La palabra RELIQUIA procede del latín reliquiae y quiere decir literalmente: lo que queda atrás. La voluntad de recordar a los que habían entregado su vida por la Fe propició desde muy temprano la aparición de prácticas devocionales ligadas a restos corporales humanos que eran tenidos como intermediarios ante la divinidad. Las reliquias son consideradas la presencia materializada de lo sagrado y quieren ofrecer testimonio de las personas santas y de su hipotético poder sobre el mundo de los vivos.

La aparición del culto a los mártires en los inicios del cristianismo —generalizado a partir del siglo IV— fue un fenómeno contradictorio: el hecho de recoger sus huesos y pertenencias se identificaba con los usos heredados del paganismo. Pero con el paso de los siglos, al mismo tiempo que el cristianismo se extendía por Europa, se fue normalizando la presencia de reliquias en templos y santuarios. En la Edad Media temprana se sistematizó la tendencia ya existente de fragmentar los cuerpos de las personas santas y dispersarlos entre las comunidades de fieles, algo que para muchos era difícil de conciliar con la idea de la Resurrección.

Si ya en época medieval era evidente que las reliquias suponían una extraordinaria forma de capital simbólico, en la Edad Moderna su poder se ve incrementado por el propio impulso de los creyentes –reyes, nobles, clérigos o vasallos– desde una mirada no solo devocional, sino también social y política. La posesión y el control de lo sagrado —a través del comercio, la circulación y la transmisión— aumentaban el prestigio de las casas monásticas y de las iglesias, fortalecían a las dinastías inseguras incrementando los tesoros reales, renovaban la hegemonía de los nobles y despertaban el sentimiento religioso del pueblo llano.

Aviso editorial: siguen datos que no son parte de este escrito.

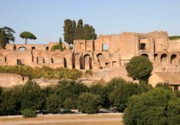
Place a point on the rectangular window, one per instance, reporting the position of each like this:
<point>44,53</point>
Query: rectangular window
<point>176,87</point>
<point>105,47</point>
<point>142,46</point>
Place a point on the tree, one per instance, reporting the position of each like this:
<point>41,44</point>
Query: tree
<point>69,31</point>
<point>70,89</point>
<point>140,68</point>
<point>149,108</point>
<point>80,30</point>
<point>27,35</point>
<point>88,103</point>
<point>31,96</point>
<point>53,103</point>
<point>119,96</point>
<point>6,35</point>
<point>69,103</point>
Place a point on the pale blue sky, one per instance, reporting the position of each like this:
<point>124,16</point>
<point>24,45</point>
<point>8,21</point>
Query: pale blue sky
<point>45,18</point>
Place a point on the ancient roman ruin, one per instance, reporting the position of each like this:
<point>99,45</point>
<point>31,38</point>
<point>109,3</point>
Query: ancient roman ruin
<point>107,56</point>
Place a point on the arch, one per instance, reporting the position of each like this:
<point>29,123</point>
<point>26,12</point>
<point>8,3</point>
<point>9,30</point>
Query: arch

En el siglo XVI, las ideas reformistas cuestionaron duramente la veneración de las reliquias tachándola de superstición e irracionalidad vergonzosa. Ello provocó la respuesta de la Iglesia Católica, que acometió el rescate y traslado de muchas reliquias desde los templos del norte de Europa a España o Italia, temiendo su destrucción por los protestantes. Era una época convulsa que pretendía compaginar el mantenimiento de la tradición y la Fe con el avance de las ciencias, y en la que nobles y plebeyos, ricos y pobres, hombres y mujeres, se sentían irresistiblemente atraídos por las colecciones de reliquias que se podían encontrar en iglesias, monasterios o palacios. El afán de poseerlas dio lugar a un desmedido comercio y a la producción de gran número de falsificaciones a partir de huesos recuperados de lugares como las catacumbas romanas, descubiertas por aquel entonces.

Dado que el cuerpo de las personas santas era considerado un signo de su alma perfecta, era lógico que sus restos se envolvieran en materiales preciosos que reforzaran su identidad y apuntaran a su presumible disfrute de la morada celestial. La visión de los huesos no era un requisito imprescindible para experimentar la materia sagrada; de hecho, los relicarios de madera, metales preciosos o ricos tejidos encubren la pudrición de la carne y exponen la reliquia como algo resistente a la descomposición.